If there is, in fact, a requirement to not get something from nothing,  
then it is thermodynamic in nature, and the energy input of the Sun  
accounts for getting ideas from 'nothing' just as it does all other  
activity on Earth.

--
Kevin Reid                                  <http://switchb.org/kpreid/>

Re: The Pierian Spring
Sean B. Palmer
05/02/11 09:51
On Sat, Feb 5, 2011 at 2:48 PM, Dave Pawson wrote:

> So why can't the energy of where you are, what you're doing,
> how you're feeling be transformed into written output

This might give some better indication:

http://inamidst.com/stuff/witt/process

--
Sean B. Palmer, http://inamidst.com/sbp/

Re: The Pierian Spring
Sean B. Palmer
06/02/11 06:52
On Sat, Feb 5, 2011 at 3:20 PM, Kevin Reid wrote:

> This is a dreadful confusion of levels on the part of anyone who would
> make that objection.

And yet many do. Part of the problem is that æsthetic and
psychological theory are still in a primitive state with regard to
creativity.

Shakespeare gives no conclusion on the subject in Sonnet 59:

If there be nothing new, but that which is
Hath been before, how are our brains beguil'd,
Which labouring for invention bear amiss
The second burthen of a former child!
O! that record could with a backward look,
Even of five hundred courses of the sun,
Show me your image in some antique book,
Since mind at first in character was done!
That I might see what the old world could say
To this composed wonder of your frame;
Wh'r we are mended, or wh'r better they,
Or whether revolution be the same.
 O! sure I am the wits of former days,
 To subjects worse have given admiring praise.

--
Sean B. Palmer, http://inamidst.com/sbp/

Re: The Pierian Spring
Kevin Reid
06/02/11 07:53
On Feb 6, 2011, at 9:52, Sean B. Palmer wrote:

> On Sat, Feb 5, 2011 at 3:20 PM, Kevin Reid wrote:
>
>> This is a dreadful confusion of levels on the part of anyone who  
>> would make that objection.
>
> And yet many do. Part of the problem is that æsthetic and  
> psychological theory are still in a primitive state with regard to  
> creativity.

That seems irrelevant to me. As you said, "in the physical sciences";  
the problem is that many are confused about what physics does and does  
not say about how minds can operate.

--
Kevin Reid                                  <http://switchb.org/kpreid/>

Re: The Pierian Spring
Sean B. Palmer
07/02/11 03:50
> problem is that many are confused about what physics does and
> does not say about how minds can operate.
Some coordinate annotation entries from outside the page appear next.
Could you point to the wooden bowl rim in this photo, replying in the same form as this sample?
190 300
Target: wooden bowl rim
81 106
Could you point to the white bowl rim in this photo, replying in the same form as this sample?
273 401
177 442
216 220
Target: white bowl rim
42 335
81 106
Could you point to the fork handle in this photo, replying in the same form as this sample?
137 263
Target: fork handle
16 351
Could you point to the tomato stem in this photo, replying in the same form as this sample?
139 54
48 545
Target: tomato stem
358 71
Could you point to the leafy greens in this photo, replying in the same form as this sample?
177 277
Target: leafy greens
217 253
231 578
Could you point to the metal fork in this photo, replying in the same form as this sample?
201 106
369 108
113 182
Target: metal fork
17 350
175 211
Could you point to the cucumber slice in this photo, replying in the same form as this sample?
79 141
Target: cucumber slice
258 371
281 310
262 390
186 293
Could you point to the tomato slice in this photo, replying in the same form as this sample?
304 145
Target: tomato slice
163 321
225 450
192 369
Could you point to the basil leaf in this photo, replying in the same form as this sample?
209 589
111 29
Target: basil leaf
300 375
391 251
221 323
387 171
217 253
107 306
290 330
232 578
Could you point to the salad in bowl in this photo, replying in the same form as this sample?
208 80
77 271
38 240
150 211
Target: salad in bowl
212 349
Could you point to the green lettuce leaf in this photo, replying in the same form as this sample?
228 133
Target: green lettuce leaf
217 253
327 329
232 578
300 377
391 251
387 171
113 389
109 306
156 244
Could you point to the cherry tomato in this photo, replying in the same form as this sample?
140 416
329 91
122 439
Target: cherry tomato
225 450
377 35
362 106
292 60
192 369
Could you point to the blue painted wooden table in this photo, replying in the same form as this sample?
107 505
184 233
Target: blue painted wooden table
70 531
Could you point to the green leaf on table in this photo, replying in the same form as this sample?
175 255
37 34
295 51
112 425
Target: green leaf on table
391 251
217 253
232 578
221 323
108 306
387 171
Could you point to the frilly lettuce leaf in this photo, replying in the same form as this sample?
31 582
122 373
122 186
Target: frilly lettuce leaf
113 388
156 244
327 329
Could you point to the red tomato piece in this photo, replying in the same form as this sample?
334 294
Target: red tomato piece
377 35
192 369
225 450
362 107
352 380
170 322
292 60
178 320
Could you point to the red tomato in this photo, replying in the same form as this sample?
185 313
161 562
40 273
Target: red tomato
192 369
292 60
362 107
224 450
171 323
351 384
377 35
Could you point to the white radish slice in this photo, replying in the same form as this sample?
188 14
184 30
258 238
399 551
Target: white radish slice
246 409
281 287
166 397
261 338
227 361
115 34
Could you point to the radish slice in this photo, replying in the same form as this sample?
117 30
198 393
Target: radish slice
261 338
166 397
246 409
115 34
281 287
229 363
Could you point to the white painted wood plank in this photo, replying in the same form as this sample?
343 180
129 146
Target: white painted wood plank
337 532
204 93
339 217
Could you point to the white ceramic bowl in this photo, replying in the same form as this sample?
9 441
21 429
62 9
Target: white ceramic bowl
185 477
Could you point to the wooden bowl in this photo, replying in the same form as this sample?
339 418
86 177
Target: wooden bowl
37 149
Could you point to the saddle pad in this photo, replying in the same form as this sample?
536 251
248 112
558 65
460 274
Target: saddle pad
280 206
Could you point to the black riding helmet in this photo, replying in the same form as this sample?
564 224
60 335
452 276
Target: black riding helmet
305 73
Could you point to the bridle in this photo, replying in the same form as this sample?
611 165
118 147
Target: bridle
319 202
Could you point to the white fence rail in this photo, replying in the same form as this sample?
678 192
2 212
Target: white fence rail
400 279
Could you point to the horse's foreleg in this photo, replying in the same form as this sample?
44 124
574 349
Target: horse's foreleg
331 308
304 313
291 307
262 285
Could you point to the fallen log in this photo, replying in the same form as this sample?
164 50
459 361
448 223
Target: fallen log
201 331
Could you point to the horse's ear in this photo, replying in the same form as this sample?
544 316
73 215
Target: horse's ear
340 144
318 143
Which can be partly influenced by the state of the other fields. For
example, if Freud had built massive and incorrect theories about
creativity that became as popular as his existing theories, people
would be less likely to even turn to physics as the fountain of
knowledge on the subject.

I think that the biases people are susceptible to here cross a broad spectrum.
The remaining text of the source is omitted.